Evalynn hated being the younger twin. Evan constantly treated her like instead of minutes separating them, there were years. It really wasn't fair since personality wise, they were practically the same person. One example: They both really liked trees. Which was why she jumped at the chance to become an apprentice park ranger at Ellison State Park the summer after their junior year. Unfortunately, Evan had had the exact same idea. And then he claimed she was the one who copied him.

And so it went, them arguing any time they ended up in the same space. She shouldn't have been surprised, then, when her depression got worse. It started out small, unassuming, but escalated quickly until the darkness clouded her mind and she slowly lost the the will to function. Her anxiety didn't help much, if anything, it made everything worse until she finally made the decision to end it.

The trees. It made perfect sense in her mind that that was the way to do it. So she began scaling the smaller ones, learning how to get to the top the fastest. She was preparing for the big one. It was in the center of the park, the tallest of them all at forty feet from base to tip. Of course she would use that one. Two weeks before school was supposed to start, she set the date.

She made her way to the tree on their lunch break, when no one would be around to talk her out of it. Hoisting herself up, she started the ascent slowly then picked up speed as she got higher and higher. Before she knew it, she was thirty feet above the ground. She made the mistake of looking down, and that's when her foot slipped. As she felt herself lurch forward off the branch, she made a split second decision and let go.

All she remembered after that was opening her eyes on the ground. Her left arm was numb and she couldn't move it. She lay there for maybe ten minutes, dazed and confused why it didn't work, but also sort of relieved it didn't before she heard voices approaching. She hadn't quite gotten enough air back into her lungs.

"H-help," she called, her voice weak and breaking from the lack of air.

"Evalynn!" Evan's voice shouted.

A second later, she was lifted into someone's arms and set inside a car.

"Hang on, Lynn. We're going to get you to the hospital," Evan's voice told her.

"Have you called your mother?" someone else asked.

"Not yet. I'm doing it now," Evan replied.

"S-she won't p-pick up," she said weakly.

"I'll leave a message," Evan mutters.

After leaving the message for their mother, they pulled into the hospital parking lot and Evan lifted her out of the car and carried her inside. Her arm had started to throb and she allowed the pain to knock her out, leaving her oblivious to the process they go through with the doctors for the next few hours. When she woke up again, she was laying in a hospital bed with her left arm encased in a pristine white cast. Evan and Heidi Hansen, their mother, sat in plastic chairs nearby.

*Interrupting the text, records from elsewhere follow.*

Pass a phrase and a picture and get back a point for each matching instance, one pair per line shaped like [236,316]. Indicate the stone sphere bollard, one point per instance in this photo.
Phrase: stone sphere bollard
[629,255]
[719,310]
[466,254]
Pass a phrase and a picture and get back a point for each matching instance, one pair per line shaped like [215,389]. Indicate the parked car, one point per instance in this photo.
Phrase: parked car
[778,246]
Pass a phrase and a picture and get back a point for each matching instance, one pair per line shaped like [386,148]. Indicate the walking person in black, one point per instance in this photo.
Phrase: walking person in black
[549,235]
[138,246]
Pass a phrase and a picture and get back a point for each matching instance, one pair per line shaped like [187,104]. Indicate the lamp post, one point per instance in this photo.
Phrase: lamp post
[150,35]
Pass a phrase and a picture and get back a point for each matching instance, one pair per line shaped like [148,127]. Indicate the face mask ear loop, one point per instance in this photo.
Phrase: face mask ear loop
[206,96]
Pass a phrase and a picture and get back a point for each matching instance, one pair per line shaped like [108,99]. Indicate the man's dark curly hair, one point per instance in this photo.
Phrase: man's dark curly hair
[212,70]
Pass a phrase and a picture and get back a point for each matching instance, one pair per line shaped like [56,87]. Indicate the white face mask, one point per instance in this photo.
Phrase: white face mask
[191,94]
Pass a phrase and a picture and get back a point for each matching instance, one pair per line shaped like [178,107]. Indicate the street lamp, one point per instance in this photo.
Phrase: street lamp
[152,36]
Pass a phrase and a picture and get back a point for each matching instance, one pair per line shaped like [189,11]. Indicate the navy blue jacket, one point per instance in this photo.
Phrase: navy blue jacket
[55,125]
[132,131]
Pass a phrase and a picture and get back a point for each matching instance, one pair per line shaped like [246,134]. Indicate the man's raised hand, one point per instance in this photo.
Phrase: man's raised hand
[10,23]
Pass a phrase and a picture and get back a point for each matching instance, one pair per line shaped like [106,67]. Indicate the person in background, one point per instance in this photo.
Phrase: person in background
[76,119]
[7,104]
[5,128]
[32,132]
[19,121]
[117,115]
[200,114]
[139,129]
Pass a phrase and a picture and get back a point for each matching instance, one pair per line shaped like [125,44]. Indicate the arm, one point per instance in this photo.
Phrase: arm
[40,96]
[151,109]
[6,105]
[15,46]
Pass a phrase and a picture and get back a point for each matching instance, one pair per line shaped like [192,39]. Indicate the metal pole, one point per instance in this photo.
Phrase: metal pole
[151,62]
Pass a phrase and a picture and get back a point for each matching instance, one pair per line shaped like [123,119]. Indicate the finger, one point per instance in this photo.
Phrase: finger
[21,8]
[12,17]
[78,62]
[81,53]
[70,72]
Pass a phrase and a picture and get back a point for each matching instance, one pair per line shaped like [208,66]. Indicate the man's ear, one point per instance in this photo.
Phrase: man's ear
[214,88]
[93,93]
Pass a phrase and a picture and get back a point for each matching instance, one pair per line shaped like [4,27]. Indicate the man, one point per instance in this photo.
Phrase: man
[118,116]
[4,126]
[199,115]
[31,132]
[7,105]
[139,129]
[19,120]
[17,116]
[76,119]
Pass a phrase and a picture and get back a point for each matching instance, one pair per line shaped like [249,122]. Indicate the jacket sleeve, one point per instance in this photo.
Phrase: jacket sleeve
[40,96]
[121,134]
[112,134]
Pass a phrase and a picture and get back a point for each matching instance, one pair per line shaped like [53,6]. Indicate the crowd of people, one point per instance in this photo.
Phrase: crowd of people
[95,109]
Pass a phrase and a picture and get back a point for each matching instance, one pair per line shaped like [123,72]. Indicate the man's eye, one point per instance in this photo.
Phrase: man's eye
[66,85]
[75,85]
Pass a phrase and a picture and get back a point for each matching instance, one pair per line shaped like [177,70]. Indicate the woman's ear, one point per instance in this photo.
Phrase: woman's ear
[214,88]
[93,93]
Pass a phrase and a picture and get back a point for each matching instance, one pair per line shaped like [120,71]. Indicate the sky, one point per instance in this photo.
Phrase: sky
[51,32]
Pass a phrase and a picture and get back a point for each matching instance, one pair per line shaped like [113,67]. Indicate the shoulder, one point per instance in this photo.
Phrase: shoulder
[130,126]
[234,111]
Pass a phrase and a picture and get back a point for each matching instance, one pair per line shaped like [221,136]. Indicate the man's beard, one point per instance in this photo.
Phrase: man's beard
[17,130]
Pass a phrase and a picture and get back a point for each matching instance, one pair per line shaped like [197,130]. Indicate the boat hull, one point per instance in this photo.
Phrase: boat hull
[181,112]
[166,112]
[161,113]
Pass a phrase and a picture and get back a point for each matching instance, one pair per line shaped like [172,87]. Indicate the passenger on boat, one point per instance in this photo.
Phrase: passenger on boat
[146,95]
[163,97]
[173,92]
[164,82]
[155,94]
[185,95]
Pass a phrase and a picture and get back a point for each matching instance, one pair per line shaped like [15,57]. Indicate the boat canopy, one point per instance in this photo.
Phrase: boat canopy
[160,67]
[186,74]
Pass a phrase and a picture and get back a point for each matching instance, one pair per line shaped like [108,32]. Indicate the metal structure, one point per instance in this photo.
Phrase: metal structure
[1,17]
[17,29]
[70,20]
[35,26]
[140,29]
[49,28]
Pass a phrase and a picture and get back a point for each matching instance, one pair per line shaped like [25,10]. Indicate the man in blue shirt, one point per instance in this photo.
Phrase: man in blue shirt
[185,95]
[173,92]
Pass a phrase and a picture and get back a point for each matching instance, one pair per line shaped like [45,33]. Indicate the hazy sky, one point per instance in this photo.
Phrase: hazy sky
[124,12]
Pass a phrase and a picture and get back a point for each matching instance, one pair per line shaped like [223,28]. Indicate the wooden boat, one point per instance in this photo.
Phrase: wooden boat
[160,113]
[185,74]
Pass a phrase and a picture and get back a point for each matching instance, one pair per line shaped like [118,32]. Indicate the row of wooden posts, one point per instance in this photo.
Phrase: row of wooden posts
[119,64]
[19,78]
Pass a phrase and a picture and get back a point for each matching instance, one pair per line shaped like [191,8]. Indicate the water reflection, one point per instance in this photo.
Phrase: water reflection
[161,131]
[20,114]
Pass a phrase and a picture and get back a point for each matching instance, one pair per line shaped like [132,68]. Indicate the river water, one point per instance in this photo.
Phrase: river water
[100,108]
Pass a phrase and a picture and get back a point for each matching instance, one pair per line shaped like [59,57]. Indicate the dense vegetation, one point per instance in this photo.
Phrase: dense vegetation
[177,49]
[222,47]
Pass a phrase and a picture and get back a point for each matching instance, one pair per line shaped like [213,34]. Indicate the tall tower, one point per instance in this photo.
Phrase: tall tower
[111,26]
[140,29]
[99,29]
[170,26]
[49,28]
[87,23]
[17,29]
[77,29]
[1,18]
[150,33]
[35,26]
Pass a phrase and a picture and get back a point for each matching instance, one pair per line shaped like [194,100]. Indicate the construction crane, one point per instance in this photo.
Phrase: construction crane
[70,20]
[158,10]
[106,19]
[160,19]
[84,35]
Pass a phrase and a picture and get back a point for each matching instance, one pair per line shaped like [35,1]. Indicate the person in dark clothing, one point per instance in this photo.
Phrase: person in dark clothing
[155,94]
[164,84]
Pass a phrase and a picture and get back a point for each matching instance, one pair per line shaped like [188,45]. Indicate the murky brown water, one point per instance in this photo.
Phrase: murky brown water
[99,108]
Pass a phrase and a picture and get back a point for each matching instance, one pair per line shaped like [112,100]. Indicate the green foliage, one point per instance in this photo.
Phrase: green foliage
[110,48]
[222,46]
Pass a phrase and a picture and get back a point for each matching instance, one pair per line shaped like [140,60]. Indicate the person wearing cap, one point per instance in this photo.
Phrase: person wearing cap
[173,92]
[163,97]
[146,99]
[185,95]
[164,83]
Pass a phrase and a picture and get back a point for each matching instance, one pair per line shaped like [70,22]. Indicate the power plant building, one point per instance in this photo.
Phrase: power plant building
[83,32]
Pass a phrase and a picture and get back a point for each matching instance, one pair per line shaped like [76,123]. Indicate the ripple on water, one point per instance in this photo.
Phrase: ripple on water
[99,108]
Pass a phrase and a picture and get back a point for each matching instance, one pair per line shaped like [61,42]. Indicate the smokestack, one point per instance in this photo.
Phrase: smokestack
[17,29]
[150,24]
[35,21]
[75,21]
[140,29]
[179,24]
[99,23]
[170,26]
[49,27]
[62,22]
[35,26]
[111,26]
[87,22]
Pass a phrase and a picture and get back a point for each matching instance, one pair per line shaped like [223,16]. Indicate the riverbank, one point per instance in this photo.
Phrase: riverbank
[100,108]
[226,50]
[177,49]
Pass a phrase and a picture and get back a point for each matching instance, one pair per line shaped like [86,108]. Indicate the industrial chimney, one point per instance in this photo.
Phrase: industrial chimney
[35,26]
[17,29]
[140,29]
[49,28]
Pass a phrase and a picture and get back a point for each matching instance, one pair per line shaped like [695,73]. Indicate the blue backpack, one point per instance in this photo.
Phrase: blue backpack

"Oh, sweetie, we were so worried. How are you feeling?" their mother inquired worriedly.

"F-fine. I'm fine."

Evalynn kept her eyes trained on Evan, who refused to look at her.

"Evan said you fell out of a tree."

"Y-yeah. I-I fell."

"Oh, honey, you scared me half to death. Don't do that again, okay?"

"S-sure. Okay, Mom."

She silently thanked her brother for allowing her the lie that keeps a somewhat content smile on Heidi Hansen's face. She didn't need to know what really happened. What Evalynn was really doing climbing that oak tree. She just hoped she didn't ever have to admit it to her.